Nov 15

The Center for Learner Equity Comments on NCD Reports on the Use of Charter Schools and Vouchers by Students with Disabilities

In service of the 6.8 million students with disabilities and their families, we thank the National Council on Disability and the Bipartisan Disabilities Caucus for devoting resources to investigate this important topic. The The Center for Learner Equity (The Center for Learner Equity) exists to ensure that students with disabilities can fully access and thrive in charter schools. Today’s report, which includes data provided by The Center for Learner Equity, reminds us of the innovative and transformative power of charter schools and also underscores the challenges that many parents face when seeking to exercise school choice as well as the challenges charters face in adequately admitting and serving students with disabilities.
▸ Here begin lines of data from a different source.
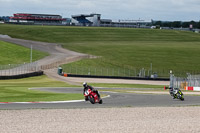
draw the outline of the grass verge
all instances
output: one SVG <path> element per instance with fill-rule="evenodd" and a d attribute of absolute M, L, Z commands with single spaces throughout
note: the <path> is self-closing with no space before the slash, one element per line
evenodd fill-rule
<path fill-rule="evenodd" d="M 164 85 L 146 85 L 146 84 L 104 84 L 104 83 L 91 83 L 94 87 L 104 88 L 137 88 L 137 89 L 163 89 Z"/>
<path fill-rule="evenodd" d="M 152 63 L 153 72 L 164 76 L 169 76 L 169 70 L 178 75 L 197 73 L 200 68 L 200 34 L 193 32 L 0 24 L 0 34 L 60 43 L 64 48 L 102 57 L 72 63 L 72 67 L 148 71 Z"/>
<path fill-rule="evenodd" d="M 55 81 L 46 76 L 17 80 L 0 80 L 0 102 L 39 102 L 65 101 L 83 99 L 80 94 L 51 93 L 29 90 L 32 87 L 76 87 L 64 82 Z"/>
<path fill-rule="evenodd" d="M 23 64 L 30 61 L 30 49 L 12 43 L 0 41 L 0 65 Z M 44 58 L 48 53 L 32 51 L 33 61 Z"/>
  • Students with disabilities continue to enroll in charter schools at lower rates than traditional public schools; however, more research is needed to understand the reasons why. In addition, states and authorizers need to work with charter schools to ensure they are developing the expertise required to serve students who will enroll.
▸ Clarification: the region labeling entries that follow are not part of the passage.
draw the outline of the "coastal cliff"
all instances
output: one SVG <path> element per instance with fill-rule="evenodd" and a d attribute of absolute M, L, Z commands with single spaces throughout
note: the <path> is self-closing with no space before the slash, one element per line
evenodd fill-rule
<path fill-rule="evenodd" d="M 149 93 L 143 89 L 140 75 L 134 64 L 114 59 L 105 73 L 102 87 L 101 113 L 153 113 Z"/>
  • In certain geographic locations, parents predominantly choose charter schools when their child is not well served by the local public school; therefore, assuring that more families have a similar choice is imperative to assuring an equitable choice is available wherever charter schools exist
  • Serious fiscal equity challenges exist regardless of the charter’s status as a school or its own local education authority. Authorizers can and should help by implementing key recommendations offered via the report.
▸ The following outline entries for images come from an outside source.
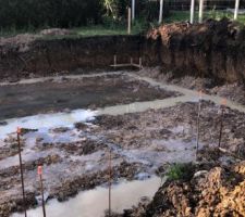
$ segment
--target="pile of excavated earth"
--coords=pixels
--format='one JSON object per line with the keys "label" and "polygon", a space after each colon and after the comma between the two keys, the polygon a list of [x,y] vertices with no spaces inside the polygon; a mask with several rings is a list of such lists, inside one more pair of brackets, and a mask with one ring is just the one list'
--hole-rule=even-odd
{"label": "pile of excavated earth", "polygon": [[[47,204],[109,174],[113,184],[157,176],[167,181],[152,197],[112,216],[245,216],[245,29],[222,20],[147,37],[41,37],[71,34],[0,40],[0,216],[38,206],[38,165]],[[145,67],[107,73],[114,54]]]}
In order for charter schools to be considered legitimate public school options, they must address these challenges head on. Similarly, voucher programs should heed the lessons reinforced by this report. The Principles of Equitable Schools establish core principles that should be upheld by any school enrolling students using public dollars. We encourage all schools to align their school design, policies, and programming with the Principles as a starting point so that all students with disabilities have access to schools of choice committed to providing a high quality education to every student.